Beki King, 15, from Woosehill is one of the up and coming stars of British synchronised swimming, and will be representing the England Development team in the most prestigious junior tournament in Europe in Belgrade.
The trip is the culmination of three years training with the Development squad, and a recent increase in funding has allowed the team to travel to the Comen Cup for the first time.
The competition will be a stern test for the England team, a squad of swimmers that acts as a feeder for the junior and senior GB squads.
Beki is part of Reading Royals synchronised swimming club, and will be competing in Belgrade alongside Reading teammate Katie Clarke.
Her mother Mary, who teaches at the Carnival Pool where Beki trains, believes she was always destined for a life in the water.
“She learned at the Carnival Pool as a ‘duckling,’ part of the mother and toddler group when she was two,” said Mary King.
“She spent too much time underneath the water scaring the teachers and not enough on top, so it seemed she was best suited for synchronised swimming.
“She loves the water and she’s always been a water baby.
“When she first started it was more of a hobby, but it’s a big part of her life now.”
After joining Reading Royals aged seven, Beki has gone on to achieve great success in the sport.
She has earned sponsorship from Wokingham Council, which allows her free use of the Carnival Pool outside of public hours, as well as free use of the gym there.
Beki has been in the top three of her age group since she was 10, and in last year’s national championships, took a gold medal in the duet event, a silver medal in the individual and a bronze in the team event.
And the Comen Cup, which begins today and ends on Sunday, will be the last major competition Beki can compete in before she moves up an age level.
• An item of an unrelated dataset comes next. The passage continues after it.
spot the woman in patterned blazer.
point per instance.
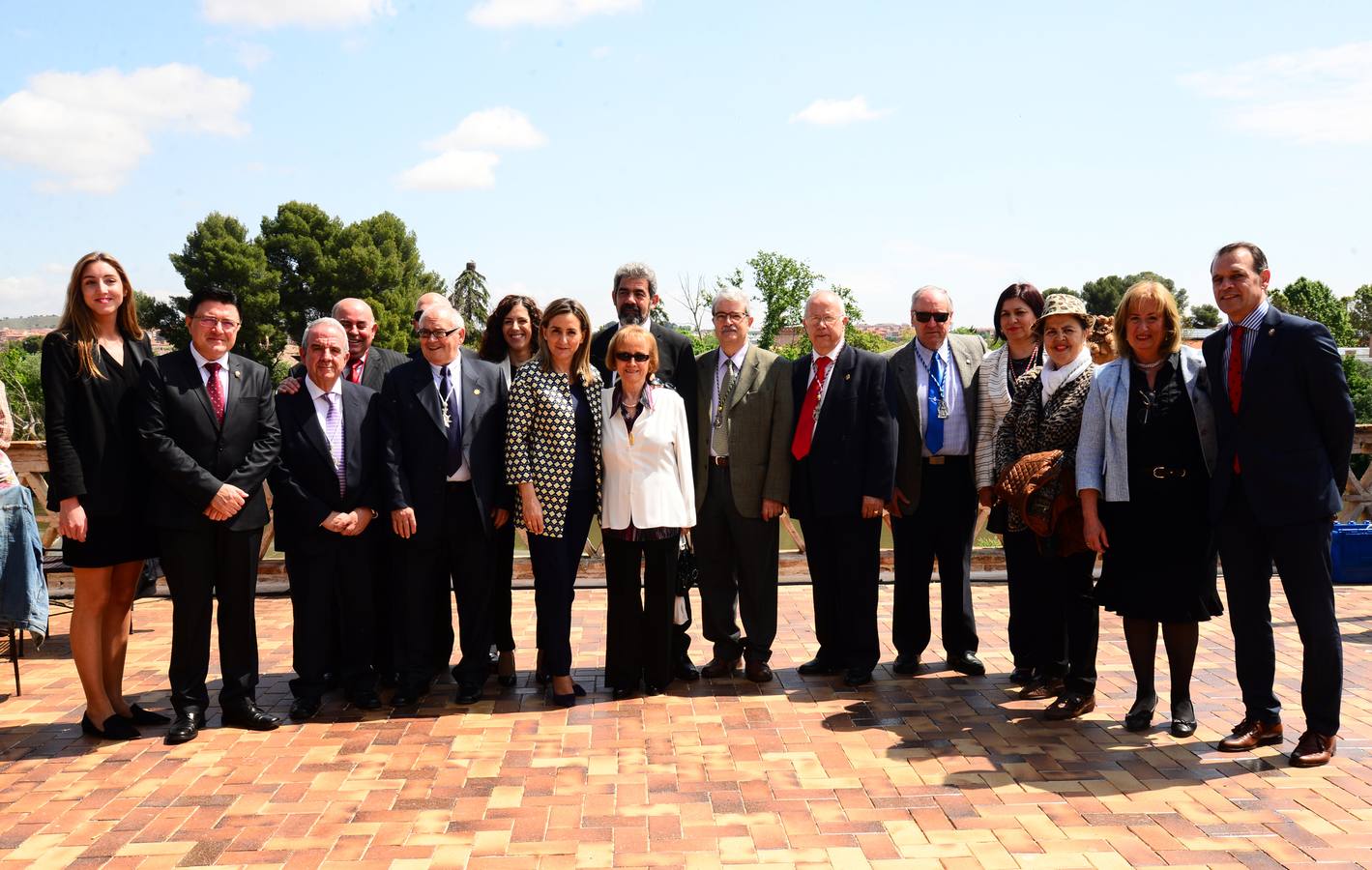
(553, 458)
(1017, 311)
Although England go into the competition with high hopes, Russia or Greece are expected to perform particularly well there.
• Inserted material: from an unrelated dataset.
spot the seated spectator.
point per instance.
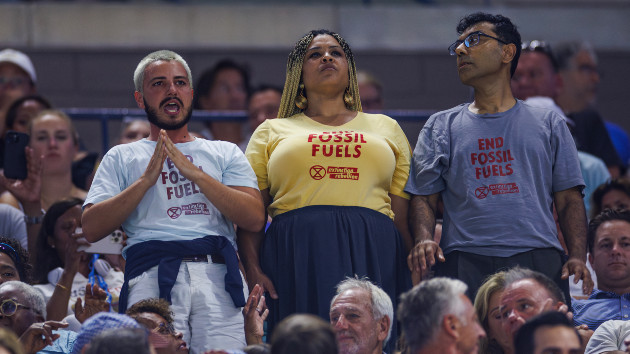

“It’s going to be tough because they are a very very junior squad and have only been training since March,” said King.
“Next year she’ll be going for junior GB, and although she may just be too young for 2012, she’s set her sights as high as she possibly can.”
Should Beki decide to continue her future in the sport, it will require a huge amount of dedication.
The 2012 Olympic GB squad are already undergoing a rigorous training schedule.
“She’s supposed to be doing 20 hours a week training so she’s filling every other day with training,” said King.
“There’s also lots of training outside the pool as well.
“It’s is nothing to be sniffed at.
“They have to train very very hard and it’s very difficult at her age because they have to give up so much socially.
“It’s tough to keep up that level.
“We want her to complete her education and would like her to do her A-Levels and if she can manage the two combined then that is the ideal plan.
“She wants to go as far as she can – hopefully the Olympics.
“The 2012 Olympics might be unrealistic at the moment because the squad have been training together, but things change and people can drop out so nothing is set in stone.
“It’s very tough for those girls because they literally have to eat, sleep and drink synchronised swimming.”